I learned recently of another effort which seems like it is full of necessary information and insight about who we are. The special program taking place at Emory University involves the collection of historical items of all types which highlight “the effect (African-American) athletes and others in the sports world had on the civil rights movement and their struggle to be recognized for the impact of their achievements on society.
To read the full piece by Maureen McGavin from Emory University, please click here. We provide excerpts below.
African Americans in sports new focus of Emory Libraries collection
Emory University’s Manuscript, Archives, and Rare Book Library (MARBL) has a new collecting focus: African Americans in sports. The collection brings to light the effect athletes and others in the sports world had on the civil rights movement and their struggle to be recognized for the impact of their achievements on society.
Former NFL player Pellom McDaniels III 06G 07PhD, who is MARBL’s consultant curator for the collection, says many African American athletes were instrumental in the civil rights movement, including Muhammad Ali, Arthur Ashe, Jesse Owens, Jackie Robinson, Kareem Abdul-Jabbar, Curt Flood, and 1968 Olympic track and field medalists Tommie Smith and John Carlos. McDaniels, who earned master’s and Ph.D. degrees in American studies from Emory’s Graduate Institute of Liberal Arts, is also an author and an assistant professor of history and American studies at the University of Missouri-Kansas City.

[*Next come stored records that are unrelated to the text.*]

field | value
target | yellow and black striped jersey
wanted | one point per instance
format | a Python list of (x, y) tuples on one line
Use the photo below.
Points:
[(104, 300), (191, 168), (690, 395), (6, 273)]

…The African Americans in Sports collection currently consists of items purchased by Burkett at auctions, supplemented by materials from other MARBL African American collections and the Partin collection.
Some of the significant items in the new collection include:
- A publicity photo of boxer Joe Louis and a ticket stub from the Joe Louis/Max Schmeling fight in 1938.
- A color illustrated print of Tom Cribb knocking out Tom Molineaux at a London fight in the first half of the 19th century.
- A team photo of the Atlanta Black Crackers, the counterpart to the white Minor League Atlanta Crackers baseball team, active in the first half of the 20th century.
- Broadsides promoting games and baseballs autographed by Hank Aaron, Satchel Paige, Buck O’Neil, and other legendary players from the Clyde Partin collection.